Christiane Serini hat Urlaub. Den kann die Oberstaatsanwältin sicher gut gebrauchen, die letzten Monate waren anstrengend genug. Trotzdem wäre sie zumindest am Dienstag wohl doch auch gern im Münchner Strafjustizzentrum gewesen. Denn dort geht vor dem Landgericht der Strafprozess wegen versuchten Prozessbetrugs gegen den Co-Chef der Deutschen Bank, Jürgen Fitschen, und vier weitere ehemalige Top-Manager des Instituts in die entscheidende Phase. Serini war die treibende Kraft hinter der Aufsehen erregenden Anklage.

Andererseits war es der Juristin vielleicht doch nicht so unrecht, den Dienstag nicht in Sitzungssaal B 273/II zu verbringen. Denn Peter Noll, der Vorsitzende Richter des fünften Strafsenats, lässt immer deutlicher durchblicken, wie groß seine Zweifel an der Argumentation der Anklage sind. Und das in einem der am prominentesten besetzten Wirtschafts-Strafprozesse der deutschen Geschichte.

Serini und ihre Kollegen wollen den angeklagten Bankern, neben Fitschen sind das auch seine beiden Vorgänger als Bankchefs Josef Ackermann und Rolf-Ernst Breuer, nachweisen, dass sie den Zusammenbruch des Medienkonzerns von Leo Kirch 2002 mutwillig befeuerten, um die Gruppe anschließend Gewinn bringend zerschlagen zu können. Wichtigstes Indiz: ein TV-Interview Breuers vom Februar 2002, in dem er mit Verweis auf den Flurfunk der Finanzmärkte Kirchs Kreditwürdigkeit anzweifelte - obwohl der damals selbst Kunde der Deutschen Bank war.

Über Jahre toben deshalb die Rechtsstreitigkeiten zwischen dem Kreditinstitut und Kirch, nach dessen Tod übernahmen seine Erben. Und tatsächlich war die Deutsche Bank in dem Schadenersatz-Verfahren Ende 2012 verurteilt worden und hatte sich anschließend mit Kirchs Nachfolgern auf eine Zahlung von 925 Millionen Euro verständigt.

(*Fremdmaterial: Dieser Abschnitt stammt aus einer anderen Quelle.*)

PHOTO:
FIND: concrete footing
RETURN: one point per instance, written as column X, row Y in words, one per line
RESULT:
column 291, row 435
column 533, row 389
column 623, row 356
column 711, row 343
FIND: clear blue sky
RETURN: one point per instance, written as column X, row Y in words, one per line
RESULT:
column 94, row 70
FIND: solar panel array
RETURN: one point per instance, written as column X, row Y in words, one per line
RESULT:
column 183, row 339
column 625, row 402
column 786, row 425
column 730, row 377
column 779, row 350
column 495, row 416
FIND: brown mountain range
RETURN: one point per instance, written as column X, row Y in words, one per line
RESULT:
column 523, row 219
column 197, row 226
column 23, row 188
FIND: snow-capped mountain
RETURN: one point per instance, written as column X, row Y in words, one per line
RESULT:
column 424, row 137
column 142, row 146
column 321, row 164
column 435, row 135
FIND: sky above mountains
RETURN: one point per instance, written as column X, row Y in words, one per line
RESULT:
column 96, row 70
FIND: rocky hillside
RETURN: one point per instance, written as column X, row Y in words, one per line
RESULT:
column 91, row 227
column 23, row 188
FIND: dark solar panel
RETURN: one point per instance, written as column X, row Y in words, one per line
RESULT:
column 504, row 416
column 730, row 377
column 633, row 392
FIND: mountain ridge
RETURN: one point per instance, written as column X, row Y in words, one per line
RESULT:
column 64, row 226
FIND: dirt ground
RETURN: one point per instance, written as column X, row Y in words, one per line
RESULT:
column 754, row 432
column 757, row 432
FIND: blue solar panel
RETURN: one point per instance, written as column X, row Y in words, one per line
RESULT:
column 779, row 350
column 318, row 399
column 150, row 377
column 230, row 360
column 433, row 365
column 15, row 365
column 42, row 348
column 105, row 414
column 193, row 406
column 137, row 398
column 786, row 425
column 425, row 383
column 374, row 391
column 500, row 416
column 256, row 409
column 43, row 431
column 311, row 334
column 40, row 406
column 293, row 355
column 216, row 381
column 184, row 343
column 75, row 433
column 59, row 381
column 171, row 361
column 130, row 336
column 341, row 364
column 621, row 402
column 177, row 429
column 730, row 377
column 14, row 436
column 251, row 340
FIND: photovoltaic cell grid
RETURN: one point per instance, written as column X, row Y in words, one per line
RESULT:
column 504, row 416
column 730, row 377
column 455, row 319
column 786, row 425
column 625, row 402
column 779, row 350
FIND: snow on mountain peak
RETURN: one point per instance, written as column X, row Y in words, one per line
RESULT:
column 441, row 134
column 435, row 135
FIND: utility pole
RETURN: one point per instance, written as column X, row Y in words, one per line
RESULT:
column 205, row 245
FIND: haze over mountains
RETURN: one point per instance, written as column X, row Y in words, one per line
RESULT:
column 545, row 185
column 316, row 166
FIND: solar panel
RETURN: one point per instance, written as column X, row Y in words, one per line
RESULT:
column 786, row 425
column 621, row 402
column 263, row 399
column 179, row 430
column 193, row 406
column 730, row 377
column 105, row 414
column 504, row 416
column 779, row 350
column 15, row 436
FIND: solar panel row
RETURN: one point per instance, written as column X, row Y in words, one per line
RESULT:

Die Strafverfolger um Serini glauben nun, vier der Deutschbanker hätten auch versucht, ihre Pläne für eine "vorsätzliche sittenwidrige Schädigung" Kirchs - so der juristische Fachausdruck - im Zivilprozess durch abgesprochene falsche Aussagen zu verschleiern. Fitschen soll diese Fehler dann wider besseres Wissen nicht korrigiert haben, obwohl er seit Mitte 2012 als Co-Chef der Deutschen Bank die Möglichkeit dazu gehabt hätte.

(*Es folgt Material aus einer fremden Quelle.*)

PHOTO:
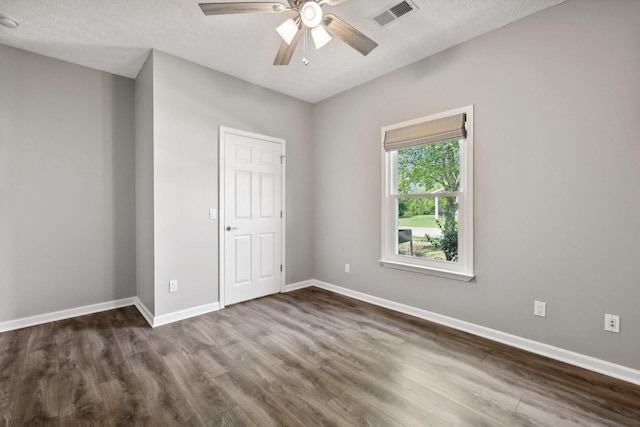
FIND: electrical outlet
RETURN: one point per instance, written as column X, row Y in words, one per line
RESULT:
column 540, row 308
column 612, row 323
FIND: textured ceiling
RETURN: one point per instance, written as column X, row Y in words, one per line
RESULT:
column 117, row 35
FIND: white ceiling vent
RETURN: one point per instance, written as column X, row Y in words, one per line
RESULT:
column 392, row 13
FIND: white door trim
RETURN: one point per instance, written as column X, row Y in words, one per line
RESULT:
column 223, row 131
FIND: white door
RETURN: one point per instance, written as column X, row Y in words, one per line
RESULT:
column 252, row 224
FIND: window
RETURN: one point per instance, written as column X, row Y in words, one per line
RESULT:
column 427, row 203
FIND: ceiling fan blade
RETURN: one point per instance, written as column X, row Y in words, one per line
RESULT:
column 345, row 32
column 232, row 8
column 286, row 50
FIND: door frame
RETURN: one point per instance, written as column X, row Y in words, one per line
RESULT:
column 223, row 131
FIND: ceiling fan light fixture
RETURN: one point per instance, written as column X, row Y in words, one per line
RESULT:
column 320, row 36
column 8, row 21
column 287, row 30
column 311, row 14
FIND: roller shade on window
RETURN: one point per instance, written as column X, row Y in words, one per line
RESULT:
column 431, row 132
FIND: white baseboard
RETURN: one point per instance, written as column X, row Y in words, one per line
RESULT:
column 64, row 314
column 182, row 314
column 587, row 362
column 146, row 313
column 299, row 285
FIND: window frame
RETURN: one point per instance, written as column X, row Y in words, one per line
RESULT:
column 463, row 268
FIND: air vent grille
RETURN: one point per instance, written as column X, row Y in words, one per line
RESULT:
column 401, row 9
column 392, row 13
column 384, row 18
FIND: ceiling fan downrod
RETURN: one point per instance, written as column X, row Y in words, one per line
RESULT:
column 305, row 61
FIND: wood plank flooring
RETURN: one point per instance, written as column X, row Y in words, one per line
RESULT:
column 306, row 358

Um ihre Vorwürfe zu belegen, greifen die Ankläger immer wieder auch auf das Zivilverfahren zurück. Es sei aber ein "nicht zutreffender Schluss", wenn die Staatsanwaltschaft aus der dort vertretenen Auffassung die tatsächliche Rechtslage oder gar die Vorstellungswelt der Angeklagten ableite, sagte Noll nun am Dienstag. Genau das scheine die Staatsanwaltschaft aber mit einem neuen Antrag auf die Aufnahme weiterer umfangreicher Protokolle, Gerichtsbeschlüsse und anderer Schriftstücke zu tun. Dabei sei das Zivilurteil nicht entscheidend - die Staatsanwälte müssten "eine Kausalität zwischen Täuschung, Irrtum und Schaden" nachweisen, forderte Noll. Das ist kaum verholene Kritik. Damit scheint der Versuch Serinis zu scheitern, doch noch einmal die Oberhand im Verfahren zu gewinnen. Ende August hatte sie insgesamt 18 neue Beweisanträge in Richtung der Verteidiger abgefeuert, 30 weitere Zeugen sollten vor Gericht befragt werden - darunter unter anderem auch der australische Medien-Unternehmer Rupert Murdoch, die Springer-Witwe Friede und der Vorstandschef des Verlagshauses, Mathias Döpfner. Sie alle hatten einst auf die ein oder andere Art Geschäftsbeziehungen mit Kirch und der Deutschen Bank unterhalten.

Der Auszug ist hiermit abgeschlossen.